Coût de l’électricité : l'écart se resserre entre les technologies - L'EnerGeek

Coût de l’électricité : l’écart se resserre entre les technologies

Poteau_electrique_photo_clicgaucheDans sa dernière étude, rendue publique lundi 31 août, l’Agence Internationale de l’Énergie (AIE) s’est intéressée aux coûts de la production d’électricité à partir des différentes technologies aujourd’hui disponibles (renouvelables, thermique, nucléaire). À l’heure où les coûts de production de l’électricité issue de sources renouvelables ont nettement diminué, l’organisme international fondé en 1974 estime qu’aucune technologie n’est aujourd’hui plus concurrentielle que les autres.

 

L’électricité renouvelable réduit l’écart…

L’AIE est formelle : les coûts de production de l’électricité renouvelable ont bénéficié aux cours de ces dernières années d’une baisse significative. Une réduction des coûts qui permet à l’énergie électrique issue de sources respectueuses de l’environnement de réduire l’écart qui existe avec le prix de l’électricité issue de centrales thermiques et nucléaires.

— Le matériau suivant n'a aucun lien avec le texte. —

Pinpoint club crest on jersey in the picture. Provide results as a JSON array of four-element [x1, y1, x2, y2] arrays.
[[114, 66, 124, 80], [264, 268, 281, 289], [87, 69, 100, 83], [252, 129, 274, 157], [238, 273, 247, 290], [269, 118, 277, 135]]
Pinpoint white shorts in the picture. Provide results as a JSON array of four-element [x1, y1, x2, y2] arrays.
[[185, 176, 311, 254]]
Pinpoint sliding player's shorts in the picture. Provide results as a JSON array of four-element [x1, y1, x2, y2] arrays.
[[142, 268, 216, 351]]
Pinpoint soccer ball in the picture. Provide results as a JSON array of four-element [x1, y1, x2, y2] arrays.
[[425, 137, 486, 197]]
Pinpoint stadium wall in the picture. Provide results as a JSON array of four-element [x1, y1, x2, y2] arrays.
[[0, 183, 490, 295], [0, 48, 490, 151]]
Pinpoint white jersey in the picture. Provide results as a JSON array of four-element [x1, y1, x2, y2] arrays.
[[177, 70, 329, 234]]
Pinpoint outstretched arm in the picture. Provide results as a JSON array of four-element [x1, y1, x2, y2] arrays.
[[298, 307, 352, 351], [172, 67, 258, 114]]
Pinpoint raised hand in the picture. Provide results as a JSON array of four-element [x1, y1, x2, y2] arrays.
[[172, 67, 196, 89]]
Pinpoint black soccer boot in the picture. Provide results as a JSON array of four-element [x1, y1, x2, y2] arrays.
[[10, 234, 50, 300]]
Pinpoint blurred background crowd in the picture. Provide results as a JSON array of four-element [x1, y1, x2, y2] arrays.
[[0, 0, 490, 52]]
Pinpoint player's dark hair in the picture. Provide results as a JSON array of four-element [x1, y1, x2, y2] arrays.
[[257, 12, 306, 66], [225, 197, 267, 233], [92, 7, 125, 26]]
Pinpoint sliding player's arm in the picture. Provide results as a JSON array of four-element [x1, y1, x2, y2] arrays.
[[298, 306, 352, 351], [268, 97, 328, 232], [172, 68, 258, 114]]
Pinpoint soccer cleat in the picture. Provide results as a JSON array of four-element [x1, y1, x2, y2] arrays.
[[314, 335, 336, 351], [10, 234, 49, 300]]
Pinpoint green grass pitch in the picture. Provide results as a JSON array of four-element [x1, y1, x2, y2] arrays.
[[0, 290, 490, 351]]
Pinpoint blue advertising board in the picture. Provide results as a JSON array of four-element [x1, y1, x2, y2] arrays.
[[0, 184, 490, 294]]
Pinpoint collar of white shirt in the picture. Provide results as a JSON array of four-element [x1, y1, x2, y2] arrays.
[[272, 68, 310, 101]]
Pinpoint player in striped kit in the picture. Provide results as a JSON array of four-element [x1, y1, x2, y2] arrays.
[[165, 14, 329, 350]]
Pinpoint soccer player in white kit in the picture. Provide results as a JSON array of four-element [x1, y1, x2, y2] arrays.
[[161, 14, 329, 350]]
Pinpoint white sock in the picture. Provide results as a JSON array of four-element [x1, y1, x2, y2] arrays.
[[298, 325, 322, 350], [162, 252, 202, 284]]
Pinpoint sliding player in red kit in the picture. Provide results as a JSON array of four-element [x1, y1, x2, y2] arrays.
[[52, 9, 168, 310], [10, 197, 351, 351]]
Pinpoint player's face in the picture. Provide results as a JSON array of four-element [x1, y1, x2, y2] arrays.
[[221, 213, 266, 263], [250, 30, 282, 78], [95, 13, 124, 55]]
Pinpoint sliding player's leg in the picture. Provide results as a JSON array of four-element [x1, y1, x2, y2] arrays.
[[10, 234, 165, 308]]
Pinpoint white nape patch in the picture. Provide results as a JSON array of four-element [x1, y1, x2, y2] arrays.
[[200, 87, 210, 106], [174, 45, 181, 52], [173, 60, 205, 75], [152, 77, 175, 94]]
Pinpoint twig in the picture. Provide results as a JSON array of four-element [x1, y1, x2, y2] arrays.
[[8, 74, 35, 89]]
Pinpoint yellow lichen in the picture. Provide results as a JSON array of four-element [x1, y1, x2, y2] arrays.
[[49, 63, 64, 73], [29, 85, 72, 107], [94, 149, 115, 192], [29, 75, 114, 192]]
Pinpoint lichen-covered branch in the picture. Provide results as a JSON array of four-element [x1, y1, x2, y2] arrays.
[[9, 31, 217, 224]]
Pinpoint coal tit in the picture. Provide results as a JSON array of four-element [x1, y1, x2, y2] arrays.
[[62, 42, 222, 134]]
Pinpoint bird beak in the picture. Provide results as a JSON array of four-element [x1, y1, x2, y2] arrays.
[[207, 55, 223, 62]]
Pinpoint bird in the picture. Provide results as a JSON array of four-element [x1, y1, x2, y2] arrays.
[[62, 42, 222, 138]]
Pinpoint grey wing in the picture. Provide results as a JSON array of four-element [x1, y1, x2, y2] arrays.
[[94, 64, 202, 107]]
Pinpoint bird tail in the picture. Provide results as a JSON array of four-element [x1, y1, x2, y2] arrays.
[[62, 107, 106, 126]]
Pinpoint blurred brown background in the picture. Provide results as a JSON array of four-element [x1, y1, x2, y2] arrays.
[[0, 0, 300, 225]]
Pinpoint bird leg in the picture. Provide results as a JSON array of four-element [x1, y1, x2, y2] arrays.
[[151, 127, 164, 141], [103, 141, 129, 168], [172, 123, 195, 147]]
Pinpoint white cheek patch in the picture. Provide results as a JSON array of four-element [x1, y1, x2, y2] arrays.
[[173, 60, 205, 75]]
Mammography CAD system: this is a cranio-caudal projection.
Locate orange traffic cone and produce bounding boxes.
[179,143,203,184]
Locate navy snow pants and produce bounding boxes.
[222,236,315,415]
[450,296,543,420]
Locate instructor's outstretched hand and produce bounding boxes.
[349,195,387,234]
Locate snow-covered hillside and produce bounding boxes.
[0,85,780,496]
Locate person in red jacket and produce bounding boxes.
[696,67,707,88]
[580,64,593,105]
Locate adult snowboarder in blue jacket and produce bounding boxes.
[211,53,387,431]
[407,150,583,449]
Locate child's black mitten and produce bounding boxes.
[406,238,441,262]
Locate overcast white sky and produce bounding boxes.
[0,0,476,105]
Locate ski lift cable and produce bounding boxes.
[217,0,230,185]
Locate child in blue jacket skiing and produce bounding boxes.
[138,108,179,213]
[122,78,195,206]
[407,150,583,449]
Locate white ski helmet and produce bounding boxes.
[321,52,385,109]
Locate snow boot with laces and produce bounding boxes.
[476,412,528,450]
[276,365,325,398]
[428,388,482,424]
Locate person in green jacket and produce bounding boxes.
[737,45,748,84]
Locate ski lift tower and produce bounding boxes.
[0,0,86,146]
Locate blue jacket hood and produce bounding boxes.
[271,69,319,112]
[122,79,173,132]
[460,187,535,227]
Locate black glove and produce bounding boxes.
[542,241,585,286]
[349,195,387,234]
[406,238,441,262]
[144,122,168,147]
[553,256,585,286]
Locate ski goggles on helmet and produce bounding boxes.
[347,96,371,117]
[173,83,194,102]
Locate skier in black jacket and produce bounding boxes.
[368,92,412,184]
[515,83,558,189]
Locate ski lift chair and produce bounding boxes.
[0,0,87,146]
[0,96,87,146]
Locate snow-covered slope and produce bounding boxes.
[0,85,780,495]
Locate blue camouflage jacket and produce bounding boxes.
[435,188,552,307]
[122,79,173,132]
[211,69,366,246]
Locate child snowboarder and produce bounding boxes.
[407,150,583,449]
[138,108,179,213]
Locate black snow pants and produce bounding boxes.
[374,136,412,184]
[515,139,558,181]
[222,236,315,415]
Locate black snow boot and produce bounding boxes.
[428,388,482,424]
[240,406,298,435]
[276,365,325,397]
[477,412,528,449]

Pour les experts de l’IAE, qui se sont basés sur l’activité de quelques 181 centrales électrique à travers 22 pays (dont la Chine, le Brésil et l’Afrique du Sud), cette baisse des coûts s’explique principalement par l’amélioration des technologies et le soutien continu des pouvoirs publics.

Alors que le coût de production médian pour l’énergie électrique produite à l’aide de centrales thermiques et nucléaires se situe aux alentours de 100$ le mégawattheure, le solaire est aujourd’hui estimé à 200$ (coûts de construction et de maintenance inclus). Il s’élevait à 500$ le MWh il y a seulement cinq ans. Les coûts de production des nouveaux systèmes photovoltaïques de taille industrielle pourraient même tomber à une moyenne inférieure à 100$ le MWh d’ici 2025.

 

… avec le nucléaire qui se stabilise

Les auteurs du rapport notent que les coûts de production de l’électricité à partir des technologies nucléaires se sont stabilisés depuis la dernière édition de l’étude, alors que le prix de l’électricité issue des centrales thermiques à charbon et au gaz est en hausse.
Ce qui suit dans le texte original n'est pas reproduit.